When family members are either unable or unwilling to buy the company, business sellers often move on to the next best thing--selling the business to employees. The possibility of selling the company to your workers can enable you to accomplish your sale goals, while at the same time ensuring the company's continued operation and rewarding employees for years of loyal service.
The other benefit of selling your business to your employees is that it provides creditors, customers, and other stakeholders the assurance of a seamless transition. In some instances, this can make it easier for the buyer(s) to finalize the deal and live up to their commitments after the sale.
There are several different mechanisms for selling a business to employees including the establishment of a business cooperative or the creation of an Employee Stock Ownership Plan (ESOP). Both of these mechanisms take time to develop and implement so it's important to start researching your options early and consult with legal and accounting experts.
Another creative exit strategy involves selling your business to a competitor. Although it might feel strange transitioning ownership to a business rival, a direct or indirect competitor may have the most to gain (e.g. market share, proprietary processes, economies of scale, etc.) by acquiring your company.
Confidentiality is the primary challenge in selling to a competitor. If you give a competitor unrestricted access to financials or other protected information and the deal falls apart, your company will suffer a competitive disadvantage, and it will be harder to sell the business to serious buyers.

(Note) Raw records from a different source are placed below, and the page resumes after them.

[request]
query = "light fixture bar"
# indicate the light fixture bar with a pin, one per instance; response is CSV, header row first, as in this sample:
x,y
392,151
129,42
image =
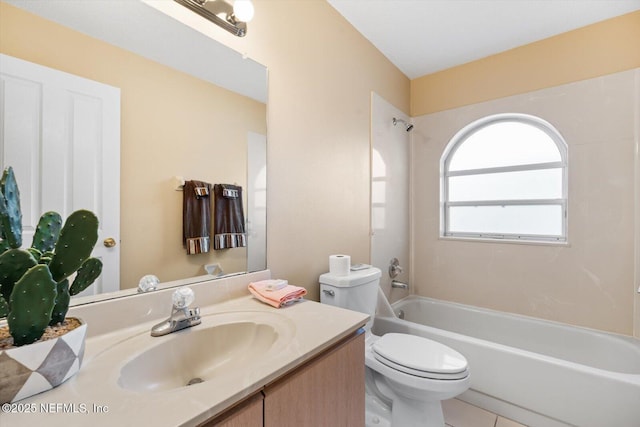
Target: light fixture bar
x,y
237,28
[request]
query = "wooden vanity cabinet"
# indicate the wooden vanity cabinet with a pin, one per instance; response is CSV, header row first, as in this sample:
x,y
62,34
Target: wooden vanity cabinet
x,y
325,391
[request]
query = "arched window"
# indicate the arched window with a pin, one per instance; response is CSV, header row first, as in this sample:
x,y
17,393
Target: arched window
x,y
505,177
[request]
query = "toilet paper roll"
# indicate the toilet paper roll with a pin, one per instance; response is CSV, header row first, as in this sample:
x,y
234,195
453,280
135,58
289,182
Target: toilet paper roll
x,y
339,264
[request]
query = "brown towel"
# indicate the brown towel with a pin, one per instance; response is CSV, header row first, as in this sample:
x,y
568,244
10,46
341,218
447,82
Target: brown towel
x,y
229,217
196,217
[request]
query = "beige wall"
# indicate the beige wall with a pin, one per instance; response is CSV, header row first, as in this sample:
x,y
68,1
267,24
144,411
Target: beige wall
x,y
172,124
321,74
595,50
590,281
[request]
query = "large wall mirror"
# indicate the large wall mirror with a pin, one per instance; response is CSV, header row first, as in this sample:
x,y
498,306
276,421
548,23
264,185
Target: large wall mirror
x,y
189,107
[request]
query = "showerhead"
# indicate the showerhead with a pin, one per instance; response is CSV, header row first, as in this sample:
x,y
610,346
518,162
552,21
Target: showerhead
x,y
407,126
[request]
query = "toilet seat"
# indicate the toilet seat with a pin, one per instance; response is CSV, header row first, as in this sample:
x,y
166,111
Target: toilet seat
x,y
420,357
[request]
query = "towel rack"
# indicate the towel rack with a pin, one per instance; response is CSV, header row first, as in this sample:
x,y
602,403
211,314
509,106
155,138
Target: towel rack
x,y
177,182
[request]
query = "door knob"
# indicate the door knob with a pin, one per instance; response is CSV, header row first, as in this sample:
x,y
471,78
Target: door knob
x,y
109,242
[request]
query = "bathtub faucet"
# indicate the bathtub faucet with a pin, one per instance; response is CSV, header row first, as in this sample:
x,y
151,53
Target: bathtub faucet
x,y
401,285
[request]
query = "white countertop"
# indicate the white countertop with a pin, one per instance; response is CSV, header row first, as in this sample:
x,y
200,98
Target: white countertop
x,y
93,397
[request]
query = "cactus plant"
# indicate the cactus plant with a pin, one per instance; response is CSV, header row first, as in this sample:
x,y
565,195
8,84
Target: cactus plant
x,y
34,282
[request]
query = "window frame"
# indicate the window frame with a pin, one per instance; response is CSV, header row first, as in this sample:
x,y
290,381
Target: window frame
x,y
449,152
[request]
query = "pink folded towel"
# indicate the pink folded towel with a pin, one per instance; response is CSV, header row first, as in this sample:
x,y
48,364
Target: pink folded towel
x,y
276,297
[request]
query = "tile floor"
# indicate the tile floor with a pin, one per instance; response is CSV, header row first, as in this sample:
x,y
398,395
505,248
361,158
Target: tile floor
x,y
461,414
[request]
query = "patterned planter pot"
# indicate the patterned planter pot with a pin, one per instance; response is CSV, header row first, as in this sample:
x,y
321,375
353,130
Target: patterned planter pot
x,y
41,366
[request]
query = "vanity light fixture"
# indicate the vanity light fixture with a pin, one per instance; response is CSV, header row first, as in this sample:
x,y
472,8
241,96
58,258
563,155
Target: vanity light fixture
x,y
232,18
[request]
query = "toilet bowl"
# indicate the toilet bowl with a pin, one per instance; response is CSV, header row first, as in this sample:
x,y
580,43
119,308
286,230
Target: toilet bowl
x,y
410,375
414,391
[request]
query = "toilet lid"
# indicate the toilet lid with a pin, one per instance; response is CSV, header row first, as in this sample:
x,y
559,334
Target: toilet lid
x,y
420,356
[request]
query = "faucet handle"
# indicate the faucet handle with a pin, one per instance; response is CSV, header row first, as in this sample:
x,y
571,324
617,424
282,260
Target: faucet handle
x,y
183,297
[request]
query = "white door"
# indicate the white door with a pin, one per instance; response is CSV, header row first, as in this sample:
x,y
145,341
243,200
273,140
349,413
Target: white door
x,y
256,201
61,135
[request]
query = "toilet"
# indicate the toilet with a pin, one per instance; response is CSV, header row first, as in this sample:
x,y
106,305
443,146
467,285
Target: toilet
x,y
406,374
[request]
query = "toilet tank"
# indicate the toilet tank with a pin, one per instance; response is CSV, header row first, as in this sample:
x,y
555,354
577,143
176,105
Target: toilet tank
x,y
356,291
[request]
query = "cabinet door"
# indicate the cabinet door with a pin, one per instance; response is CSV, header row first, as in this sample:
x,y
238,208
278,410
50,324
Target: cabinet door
x,y
246,414
328,391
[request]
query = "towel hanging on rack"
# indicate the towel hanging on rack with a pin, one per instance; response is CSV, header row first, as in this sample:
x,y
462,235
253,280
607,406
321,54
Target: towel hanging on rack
x,y
196,217
229,217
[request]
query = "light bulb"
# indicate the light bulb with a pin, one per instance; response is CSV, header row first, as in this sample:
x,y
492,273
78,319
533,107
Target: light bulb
x,y
243,10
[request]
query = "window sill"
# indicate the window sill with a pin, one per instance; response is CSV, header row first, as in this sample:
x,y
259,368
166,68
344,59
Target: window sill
x,y
506,240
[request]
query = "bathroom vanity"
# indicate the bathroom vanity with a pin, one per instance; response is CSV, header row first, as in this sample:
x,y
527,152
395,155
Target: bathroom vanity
x,y
249,365
323,391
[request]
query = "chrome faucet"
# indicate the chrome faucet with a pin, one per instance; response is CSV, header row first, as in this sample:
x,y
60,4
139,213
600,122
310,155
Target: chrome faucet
x,y
182,316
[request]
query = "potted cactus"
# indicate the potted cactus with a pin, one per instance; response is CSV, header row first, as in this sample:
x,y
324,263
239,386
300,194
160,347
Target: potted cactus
x,y
39,347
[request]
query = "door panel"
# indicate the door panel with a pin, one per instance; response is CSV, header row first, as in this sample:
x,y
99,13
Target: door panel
x,y
61,134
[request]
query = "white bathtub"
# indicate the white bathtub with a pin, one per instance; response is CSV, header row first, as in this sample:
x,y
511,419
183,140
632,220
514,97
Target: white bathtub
x,y
537,372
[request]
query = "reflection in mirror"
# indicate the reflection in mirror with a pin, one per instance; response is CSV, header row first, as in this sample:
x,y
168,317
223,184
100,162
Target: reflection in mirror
x,y
189,107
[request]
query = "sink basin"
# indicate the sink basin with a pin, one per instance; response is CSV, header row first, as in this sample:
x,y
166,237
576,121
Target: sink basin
x,y
224,344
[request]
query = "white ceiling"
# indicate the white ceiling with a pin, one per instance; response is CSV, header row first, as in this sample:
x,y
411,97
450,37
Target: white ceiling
x,y
424,36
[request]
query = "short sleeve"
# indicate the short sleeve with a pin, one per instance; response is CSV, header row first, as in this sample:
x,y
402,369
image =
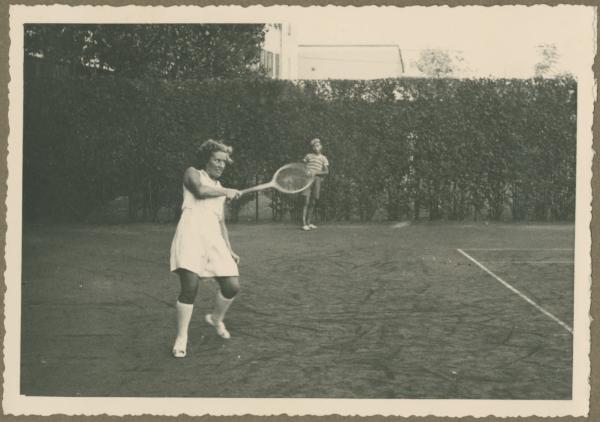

The process of selling to a competitor is highly nuanced. In addition to confidentiality agreements, the right information needs to be released at the right time in order to protect your interests. So for most sellers, the best approach is to consult with a qualified business broker and/or attorney with experience in competitor acquisitions before you approach the competition.
It's important to understand that creative exit strategies require the same level of diligence and preparation as a typical business sale. Even if you're handing over the business to a family member or trusted employee, it's essential to pursue an independent, third-party valuation and to follow standard legal procedures.
You should also know that a creative exit strategy doesn't necessarily shorten the amount of time it will take to transition out of your business. In some instances, a creative strategy can actually prolong the sale process. However, the benefit is that by thinking outside the box, you can eliminate uncertainty and exercise greater control over the achievement of sale outcomes.